Aquellos percusionistas sabían lo que se hacían, y, con sus complejos ritmos, despertaban en el público un auténtico frenesí. Mientras tocaban, tres jóvenes ataviadas con vestidos hasta los pies, pañuelos en la cintura y relucientes joyas subieron al escenario. La multitud aplaudió y el cantante, un tipo fornido con puños del tamaño de pequeños barriles, atacó una canción que parecía desprovista de melodía, pues empleaba los sonidos guturales del bereber para armonizar con los tambores. Era excitante, pero al mismo tiempo insustancial y repetitivo, con su ritmo constante. Algunas de las canciones posteriores seguían el formato pregunta y respuesta, con las bailarinas gimiendo y ululando y haciendo tintinear collares, brazaletes y ajorcas. Incluso sin amplificación, el cantante y los tambores llenaban la gran sala y tenían embelesado al público.

Las bailarinas se mecían al son de la música, pero poco a poco empezaron a repetir las complejidades de los ritmos con pies, brazos y caderas. Fue el movimiento de estas últimas lo que encendió el entusiasmo de los espectadores, y desde luego era difícil no quedarse con los ojos clavados en aquellas lujuriosas caderas que giraban y se contorsionaban con una velocidad y gracia increíbles. La bailarina más cercana a nuestra mesa pareció dedicarme un número especial mientras me miraba con sus ojos oscuros y profundos y contoneaba las caderas con una confianza absoluta en sus encantos. Mourad y los demás no paraban de darme codazos y sonreír, como si esperaran que yo hiciera algo. Al parecer, era normal, pues cada tanto, un hombre del público se aproximaba al escenario y metía un billete en el escote de su bailarina favorita.

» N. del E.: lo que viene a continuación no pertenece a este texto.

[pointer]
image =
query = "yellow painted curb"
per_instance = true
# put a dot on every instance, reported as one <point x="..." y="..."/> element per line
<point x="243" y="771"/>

Mourad se inclinó hacia mí con la mejor de sus sonrisas.

—Tú también tienes que darle... Está bailando para ti; así es como ganan dinero.

En mi vida había hecho algo así. Metí la mano en el bolsillo y saqué un billete de cincuenta dirhams. Y cuando me acerqué al escenario dando traspiés y, con gesto inexperto, deslicé el billete en el interior del vestido de la bailarina, sentí todos aquellos ojos taladrándome. No era una maniobra tan complicada, pero fracasar habría resultado humillante: imaginaos que el billete se me hubiera quedado pegado a la palma de la mano sudada o hubiera salido revoloteando hacia el público. Finalmente, llegó a su destino, y debió de constituir una de las mejores propinas, pues durante el resto de la actuación, la bailarina no se separó de nuestra mesa y siguió con la mirada fija en mí, por lo que Mourad y sus amigos continuaron con sus codazos y risitas burlonas. Por lo que a mí respecta, me parecía de mala educación apartar la vista, pero agotador mantener la admiración embelesada de un fan.

Cuando terminó el último número, mi bailarina me dirigió una elocuente mirada por encima del hombro al salir del escenario.

—Creo que le gustas —dijo alegremente Mourad.